22.10.2021 - 08:40 | Son Güncellenme:
Lokomotiv Moskova ne Sovyet döneminin, ne de günümüz Rus futbolunun gerçek temsilcisi… Son yıllarda peş peşe yaşadığı hayal kırıklıklarından sonra onlar da bizim Milli Takım’da yaptığımızı yapmışlar… Futbolun başına getirdikleri Ralph Radnick tecrübeli bir Alman... Teknik direktör olarak yurttaşı Marcus Gisdol’u seçmiş… UEFA Avrupa Ligi’nde sıçramak, yeni bir süreci başlatmak istiyorlar. O nedenle Galatasaray maçına çok anlam yüklüyorlar. İyi bir yol açmak için fırsat olarak görüyorlar.
Dünkü ilk yarıda oyuna bakınca genç bir enerjiyle koşuşan, rakiplerini sürekli rahatsız eden, oyunu bozan, ortalığı karıştıran bir ev sahibi görüyorsunuz. Zevksiz ve kalitesiz bir oyuna tanık oluyorsunuz. Kuşkusuz bu kalitesizliğe Galatasaray da ortak. Onlar da kazandıkları topu çok kolay kaptırıyorlar, pozisyon hazırlayamadan topu kapan rakibin peşinden koşuyorlar. Neyse ki Galatasaray’ın savunması sağlam duruyor. Rusların geliştirdiği atakları pozisyona dönmeden kesiyorlar. Eh, bir de Muslera var tabii. O ayrı bir güvence!
Savunmayı överken takım bütününe de bakalım. Orada arızalar var.
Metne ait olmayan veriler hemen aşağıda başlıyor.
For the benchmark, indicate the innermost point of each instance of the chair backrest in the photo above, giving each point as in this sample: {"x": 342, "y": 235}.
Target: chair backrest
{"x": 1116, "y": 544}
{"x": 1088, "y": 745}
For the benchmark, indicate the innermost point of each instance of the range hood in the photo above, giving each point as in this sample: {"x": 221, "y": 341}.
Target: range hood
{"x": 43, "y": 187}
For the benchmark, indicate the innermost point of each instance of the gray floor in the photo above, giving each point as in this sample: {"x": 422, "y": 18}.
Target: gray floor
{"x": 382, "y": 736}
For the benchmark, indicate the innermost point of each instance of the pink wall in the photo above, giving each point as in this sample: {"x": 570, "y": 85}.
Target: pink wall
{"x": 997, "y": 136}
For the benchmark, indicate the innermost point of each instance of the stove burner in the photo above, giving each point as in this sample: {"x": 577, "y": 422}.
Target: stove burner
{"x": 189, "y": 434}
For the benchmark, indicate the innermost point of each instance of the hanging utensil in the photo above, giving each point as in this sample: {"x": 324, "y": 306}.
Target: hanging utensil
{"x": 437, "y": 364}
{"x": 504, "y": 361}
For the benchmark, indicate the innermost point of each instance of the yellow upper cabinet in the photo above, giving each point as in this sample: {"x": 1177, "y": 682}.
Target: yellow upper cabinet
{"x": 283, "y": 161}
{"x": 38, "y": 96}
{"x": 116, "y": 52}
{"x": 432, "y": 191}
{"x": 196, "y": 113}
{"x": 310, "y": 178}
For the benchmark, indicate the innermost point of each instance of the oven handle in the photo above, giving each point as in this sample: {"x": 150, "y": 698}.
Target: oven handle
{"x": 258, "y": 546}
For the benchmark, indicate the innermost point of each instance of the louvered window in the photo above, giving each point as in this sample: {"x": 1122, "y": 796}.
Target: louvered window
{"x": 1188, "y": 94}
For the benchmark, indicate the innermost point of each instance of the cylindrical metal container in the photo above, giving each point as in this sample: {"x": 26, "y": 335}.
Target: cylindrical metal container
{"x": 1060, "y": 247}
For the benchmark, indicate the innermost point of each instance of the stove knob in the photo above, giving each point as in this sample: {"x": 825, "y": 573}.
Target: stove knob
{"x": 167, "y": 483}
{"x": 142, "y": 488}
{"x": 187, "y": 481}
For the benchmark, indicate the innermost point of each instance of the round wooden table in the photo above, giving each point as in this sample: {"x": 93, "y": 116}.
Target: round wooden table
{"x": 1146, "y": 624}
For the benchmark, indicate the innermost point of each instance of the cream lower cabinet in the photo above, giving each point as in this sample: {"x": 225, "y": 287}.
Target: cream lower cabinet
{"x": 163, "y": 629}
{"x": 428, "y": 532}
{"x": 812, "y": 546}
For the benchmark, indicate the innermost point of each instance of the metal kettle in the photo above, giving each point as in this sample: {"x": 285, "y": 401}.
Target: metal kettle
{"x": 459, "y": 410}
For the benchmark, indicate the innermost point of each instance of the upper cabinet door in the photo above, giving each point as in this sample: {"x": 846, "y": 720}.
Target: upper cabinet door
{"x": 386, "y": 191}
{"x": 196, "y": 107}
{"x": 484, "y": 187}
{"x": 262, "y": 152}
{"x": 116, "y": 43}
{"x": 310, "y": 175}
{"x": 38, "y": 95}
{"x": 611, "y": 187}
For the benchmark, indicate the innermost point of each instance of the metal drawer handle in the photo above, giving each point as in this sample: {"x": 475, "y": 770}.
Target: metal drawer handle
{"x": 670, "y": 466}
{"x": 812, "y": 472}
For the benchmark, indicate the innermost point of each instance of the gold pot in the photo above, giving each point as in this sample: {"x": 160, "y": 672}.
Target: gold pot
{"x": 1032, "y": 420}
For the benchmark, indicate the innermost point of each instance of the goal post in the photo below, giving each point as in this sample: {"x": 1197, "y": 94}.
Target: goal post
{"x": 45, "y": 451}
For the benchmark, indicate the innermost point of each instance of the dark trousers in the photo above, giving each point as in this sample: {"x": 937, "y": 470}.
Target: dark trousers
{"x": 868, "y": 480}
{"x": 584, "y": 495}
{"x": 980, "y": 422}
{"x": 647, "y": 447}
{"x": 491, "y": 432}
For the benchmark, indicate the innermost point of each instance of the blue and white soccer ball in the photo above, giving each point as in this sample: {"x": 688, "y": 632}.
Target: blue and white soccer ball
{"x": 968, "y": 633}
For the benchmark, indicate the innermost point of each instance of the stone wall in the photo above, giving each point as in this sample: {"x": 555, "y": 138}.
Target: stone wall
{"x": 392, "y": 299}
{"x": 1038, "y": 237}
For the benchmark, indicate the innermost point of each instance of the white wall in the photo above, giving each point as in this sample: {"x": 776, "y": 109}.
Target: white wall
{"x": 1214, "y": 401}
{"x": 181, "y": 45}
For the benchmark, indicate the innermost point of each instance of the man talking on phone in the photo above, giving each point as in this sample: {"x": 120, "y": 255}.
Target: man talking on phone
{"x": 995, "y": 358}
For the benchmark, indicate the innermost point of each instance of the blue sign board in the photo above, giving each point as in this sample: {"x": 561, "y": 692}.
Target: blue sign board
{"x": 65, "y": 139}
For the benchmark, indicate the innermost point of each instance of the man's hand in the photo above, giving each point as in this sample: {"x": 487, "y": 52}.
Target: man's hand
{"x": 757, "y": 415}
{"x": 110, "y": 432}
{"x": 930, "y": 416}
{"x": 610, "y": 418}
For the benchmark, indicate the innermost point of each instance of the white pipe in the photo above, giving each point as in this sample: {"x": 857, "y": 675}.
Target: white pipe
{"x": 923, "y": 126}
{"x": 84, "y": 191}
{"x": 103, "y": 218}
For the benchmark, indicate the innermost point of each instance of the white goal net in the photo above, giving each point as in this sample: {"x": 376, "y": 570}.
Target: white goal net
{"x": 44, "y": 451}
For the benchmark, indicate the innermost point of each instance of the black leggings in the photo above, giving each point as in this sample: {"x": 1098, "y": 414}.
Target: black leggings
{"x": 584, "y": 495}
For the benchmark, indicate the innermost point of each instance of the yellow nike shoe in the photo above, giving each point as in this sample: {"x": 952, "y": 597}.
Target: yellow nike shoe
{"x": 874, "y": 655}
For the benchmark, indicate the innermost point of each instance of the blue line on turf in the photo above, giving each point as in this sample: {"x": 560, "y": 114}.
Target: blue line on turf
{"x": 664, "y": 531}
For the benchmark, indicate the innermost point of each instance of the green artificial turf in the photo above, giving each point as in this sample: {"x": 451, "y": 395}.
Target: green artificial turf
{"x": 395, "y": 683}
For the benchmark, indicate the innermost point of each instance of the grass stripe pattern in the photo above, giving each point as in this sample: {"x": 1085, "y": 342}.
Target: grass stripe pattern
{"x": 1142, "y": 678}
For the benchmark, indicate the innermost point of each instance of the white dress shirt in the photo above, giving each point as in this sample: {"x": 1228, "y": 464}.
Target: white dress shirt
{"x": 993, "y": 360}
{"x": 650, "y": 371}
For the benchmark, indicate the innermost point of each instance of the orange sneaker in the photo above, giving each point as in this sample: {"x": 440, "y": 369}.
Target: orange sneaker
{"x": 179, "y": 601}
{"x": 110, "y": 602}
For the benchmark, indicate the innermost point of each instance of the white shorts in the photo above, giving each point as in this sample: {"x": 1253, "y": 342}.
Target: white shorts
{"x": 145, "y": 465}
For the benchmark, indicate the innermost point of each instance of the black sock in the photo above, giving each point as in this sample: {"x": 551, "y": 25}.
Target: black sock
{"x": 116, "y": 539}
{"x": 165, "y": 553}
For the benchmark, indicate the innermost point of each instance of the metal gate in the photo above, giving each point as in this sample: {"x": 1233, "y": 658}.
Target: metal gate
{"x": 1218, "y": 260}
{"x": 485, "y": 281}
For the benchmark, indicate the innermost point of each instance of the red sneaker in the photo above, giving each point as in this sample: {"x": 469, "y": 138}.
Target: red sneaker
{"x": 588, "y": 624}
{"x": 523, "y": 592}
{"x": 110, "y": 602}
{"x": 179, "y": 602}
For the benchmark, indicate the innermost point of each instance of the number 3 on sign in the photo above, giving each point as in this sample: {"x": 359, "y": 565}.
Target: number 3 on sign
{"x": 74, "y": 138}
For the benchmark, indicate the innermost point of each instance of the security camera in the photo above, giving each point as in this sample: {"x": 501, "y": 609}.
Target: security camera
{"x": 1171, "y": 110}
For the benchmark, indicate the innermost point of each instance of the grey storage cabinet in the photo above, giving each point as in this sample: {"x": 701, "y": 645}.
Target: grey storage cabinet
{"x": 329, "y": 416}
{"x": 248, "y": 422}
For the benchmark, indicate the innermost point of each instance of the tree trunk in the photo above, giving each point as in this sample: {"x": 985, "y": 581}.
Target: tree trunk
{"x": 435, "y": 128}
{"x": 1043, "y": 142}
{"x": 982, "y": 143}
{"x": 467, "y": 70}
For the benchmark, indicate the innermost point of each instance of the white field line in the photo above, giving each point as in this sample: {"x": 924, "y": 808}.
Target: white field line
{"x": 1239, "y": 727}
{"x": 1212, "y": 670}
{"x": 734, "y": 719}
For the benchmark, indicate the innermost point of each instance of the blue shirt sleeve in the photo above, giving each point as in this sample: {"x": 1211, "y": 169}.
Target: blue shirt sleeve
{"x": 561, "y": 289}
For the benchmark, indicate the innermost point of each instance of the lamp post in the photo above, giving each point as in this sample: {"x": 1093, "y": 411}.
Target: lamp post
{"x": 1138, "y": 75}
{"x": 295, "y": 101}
Berkan ve Taylan, merkezde kontrol ve müdahale görevlerini yapamıyorlar. Dirençli değiller. Oyuna katkıları da zayıf… Taylan’ın Kerk’e yaptığı faul ve gördüğü sarı kart, onun klasına yakışmıyor. Ortağı Berkan da dağınık. Böyle bakınca Konyaspor karşısında zorlanan, topa sahip olamayan Galatasaray’ın Moskova’ya farklı bir anlayış ve değişimle geldiğini söylemek de zor. Genç transfer Barış, Cicaldau ve Babel golü getirecek hamlelerden uzak duruyor. O nedenle Muhammed de “işsiz” kalıyor!.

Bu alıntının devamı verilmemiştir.